Gelelim bizim patronların neden kapitalizmden şikayet ettiklerine…
Aslında şikâyet ettikleri kapitalizm değildir. Kapitalist emperyalizmdir. Finans kapitaldir. Çok uluslu tekellerin gelip ulusal pazarları yağmalamalarıdır. Yani finansal terördür.
Patronların temel çelişkisi şudur.
Kapitalizm kendi normal seyrini icra ederken, iç tekeller ulusal pazarları rahatça kullanıyorlardı.
Şimdi ise, iç pazara giren ve para basma ve satma gücü olan tekeller ile para basma yetkisi olmayan iç tekeller arası çatışmalar vardır.
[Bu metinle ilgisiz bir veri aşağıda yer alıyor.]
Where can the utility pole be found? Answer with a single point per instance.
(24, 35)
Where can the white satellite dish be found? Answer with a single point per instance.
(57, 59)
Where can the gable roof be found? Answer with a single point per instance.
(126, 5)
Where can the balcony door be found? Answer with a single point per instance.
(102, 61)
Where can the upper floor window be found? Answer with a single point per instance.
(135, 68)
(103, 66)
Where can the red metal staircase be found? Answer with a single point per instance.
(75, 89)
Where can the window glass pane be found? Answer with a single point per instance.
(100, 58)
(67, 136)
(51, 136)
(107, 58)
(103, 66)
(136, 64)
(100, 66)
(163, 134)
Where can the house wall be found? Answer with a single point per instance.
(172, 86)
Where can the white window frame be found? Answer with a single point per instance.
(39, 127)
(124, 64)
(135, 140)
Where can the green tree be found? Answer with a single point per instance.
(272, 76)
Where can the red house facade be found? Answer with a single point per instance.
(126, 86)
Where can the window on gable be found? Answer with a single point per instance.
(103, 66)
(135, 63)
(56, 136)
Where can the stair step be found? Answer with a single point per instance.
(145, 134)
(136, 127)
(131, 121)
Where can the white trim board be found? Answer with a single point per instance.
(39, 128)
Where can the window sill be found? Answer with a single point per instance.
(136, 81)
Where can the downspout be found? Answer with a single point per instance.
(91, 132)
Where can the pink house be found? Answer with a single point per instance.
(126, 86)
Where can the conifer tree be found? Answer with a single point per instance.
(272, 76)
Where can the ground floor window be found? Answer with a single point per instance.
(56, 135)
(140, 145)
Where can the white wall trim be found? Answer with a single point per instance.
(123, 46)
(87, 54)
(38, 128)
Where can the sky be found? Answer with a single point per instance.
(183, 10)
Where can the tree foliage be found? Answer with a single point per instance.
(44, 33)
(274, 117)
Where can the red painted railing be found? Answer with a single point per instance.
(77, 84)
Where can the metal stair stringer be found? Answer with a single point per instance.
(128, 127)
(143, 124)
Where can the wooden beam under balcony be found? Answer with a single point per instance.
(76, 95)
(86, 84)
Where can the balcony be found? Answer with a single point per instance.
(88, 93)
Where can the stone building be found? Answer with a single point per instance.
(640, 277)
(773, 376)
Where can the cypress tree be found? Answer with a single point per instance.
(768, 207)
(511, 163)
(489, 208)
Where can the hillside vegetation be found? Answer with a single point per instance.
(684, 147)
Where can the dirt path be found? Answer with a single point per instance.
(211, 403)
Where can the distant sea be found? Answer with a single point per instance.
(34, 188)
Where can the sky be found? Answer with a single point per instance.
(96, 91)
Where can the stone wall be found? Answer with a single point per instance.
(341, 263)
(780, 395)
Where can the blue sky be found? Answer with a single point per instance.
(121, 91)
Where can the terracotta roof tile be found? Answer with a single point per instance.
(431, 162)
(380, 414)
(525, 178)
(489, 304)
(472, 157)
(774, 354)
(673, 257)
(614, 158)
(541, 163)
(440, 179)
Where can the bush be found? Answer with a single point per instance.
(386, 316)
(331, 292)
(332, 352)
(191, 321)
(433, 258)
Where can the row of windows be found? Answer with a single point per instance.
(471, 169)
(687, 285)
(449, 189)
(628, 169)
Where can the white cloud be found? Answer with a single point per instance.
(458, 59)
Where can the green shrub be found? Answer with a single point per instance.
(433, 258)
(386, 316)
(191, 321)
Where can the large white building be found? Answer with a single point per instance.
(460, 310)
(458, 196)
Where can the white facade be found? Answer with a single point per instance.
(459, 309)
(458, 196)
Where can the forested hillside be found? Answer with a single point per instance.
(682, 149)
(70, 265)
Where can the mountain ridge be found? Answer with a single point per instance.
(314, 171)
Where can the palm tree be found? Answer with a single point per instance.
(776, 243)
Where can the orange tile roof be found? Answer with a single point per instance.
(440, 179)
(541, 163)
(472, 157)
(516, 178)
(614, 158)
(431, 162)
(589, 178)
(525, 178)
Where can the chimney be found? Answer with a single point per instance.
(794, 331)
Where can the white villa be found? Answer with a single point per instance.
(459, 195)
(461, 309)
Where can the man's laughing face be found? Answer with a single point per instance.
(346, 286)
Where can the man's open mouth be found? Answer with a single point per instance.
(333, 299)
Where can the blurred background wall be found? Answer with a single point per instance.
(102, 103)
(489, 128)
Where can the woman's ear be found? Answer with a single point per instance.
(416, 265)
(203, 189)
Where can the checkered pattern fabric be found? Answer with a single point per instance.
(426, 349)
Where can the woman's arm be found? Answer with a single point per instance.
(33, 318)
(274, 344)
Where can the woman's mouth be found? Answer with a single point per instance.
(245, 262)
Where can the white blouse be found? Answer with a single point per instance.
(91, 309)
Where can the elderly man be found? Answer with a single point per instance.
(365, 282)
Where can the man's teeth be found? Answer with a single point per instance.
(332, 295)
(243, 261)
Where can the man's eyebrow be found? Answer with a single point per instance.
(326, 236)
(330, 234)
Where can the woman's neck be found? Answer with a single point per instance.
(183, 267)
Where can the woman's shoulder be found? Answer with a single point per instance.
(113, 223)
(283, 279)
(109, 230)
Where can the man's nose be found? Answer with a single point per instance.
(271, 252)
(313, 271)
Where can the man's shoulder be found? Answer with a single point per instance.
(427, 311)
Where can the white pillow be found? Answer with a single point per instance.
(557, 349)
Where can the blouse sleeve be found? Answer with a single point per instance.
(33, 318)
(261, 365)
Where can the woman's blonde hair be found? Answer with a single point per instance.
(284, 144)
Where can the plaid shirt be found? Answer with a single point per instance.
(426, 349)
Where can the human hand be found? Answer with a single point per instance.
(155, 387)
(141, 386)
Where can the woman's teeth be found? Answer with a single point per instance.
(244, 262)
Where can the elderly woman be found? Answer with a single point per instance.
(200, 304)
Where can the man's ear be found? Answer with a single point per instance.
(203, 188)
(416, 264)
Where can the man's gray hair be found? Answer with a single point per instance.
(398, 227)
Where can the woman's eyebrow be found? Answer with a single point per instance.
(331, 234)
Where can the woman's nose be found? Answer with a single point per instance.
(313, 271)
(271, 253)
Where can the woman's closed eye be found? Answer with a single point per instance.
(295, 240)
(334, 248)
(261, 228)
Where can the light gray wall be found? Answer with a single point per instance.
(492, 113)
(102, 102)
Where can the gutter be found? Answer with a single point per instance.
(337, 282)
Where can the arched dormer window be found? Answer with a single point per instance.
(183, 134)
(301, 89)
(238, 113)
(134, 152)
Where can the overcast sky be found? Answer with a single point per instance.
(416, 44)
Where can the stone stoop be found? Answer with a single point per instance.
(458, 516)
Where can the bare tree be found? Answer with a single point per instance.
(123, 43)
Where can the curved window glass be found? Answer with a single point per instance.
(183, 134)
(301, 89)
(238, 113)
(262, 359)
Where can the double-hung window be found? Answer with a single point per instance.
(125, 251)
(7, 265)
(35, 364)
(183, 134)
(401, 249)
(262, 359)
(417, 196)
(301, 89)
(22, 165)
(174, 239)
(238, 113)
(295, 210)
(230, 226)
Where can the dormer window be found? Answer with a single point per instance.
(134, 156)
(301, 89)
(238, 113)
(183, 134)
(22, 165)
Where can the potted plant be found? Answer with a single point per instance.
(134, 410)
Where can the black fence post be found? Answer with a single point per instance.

Büyük dış tekeller ile iç büyük tekeller arasındaki çatışmadır.
İç tekeller kapitalizmden şikayet ederken, aslında emperyalizmden şikayet etmektedirler.
Kapitalizm ile kapitalist emperyalizmi karıştıran( iç içe yaşayan bir kurumlaşma olduğundan), patronlar kapitalizmin olumsuz taraflarından etkilenmiş görünüyorlar.
Kişilerin ve yöneticilerin düşünceleriyle eylemleri hiçbir zaman uyum içinde değildir.
Patronlar emperyal şirketlerle ortaklık yaparken, bunun siyasi ve sosyal sonuçlarını düşünmezler. Sadece elde edecekleri kar ve ona dayalı büyümeyi düşünürler.
Gelir dağılımı ve bölüşüm meseleleri, büyüme ve kar’dan sonra gelir.
Yöneticilerin eğitimli ve insanlıktan nasip aldıkları başka şeydir. Kapitalist emperyalizmi bizzat uygulamaları başka bir şeydir.
Eczacıbaşı ve Koç şimdilik düşünce etkinliği yapıyorlar. Gene de iyi bir şey…
Eğer samimilerse, yapacakları iş; karma ekonomiyi savunmalarıdır. Finans terörüne karşı halk ile işbirliği yapmalarıdır.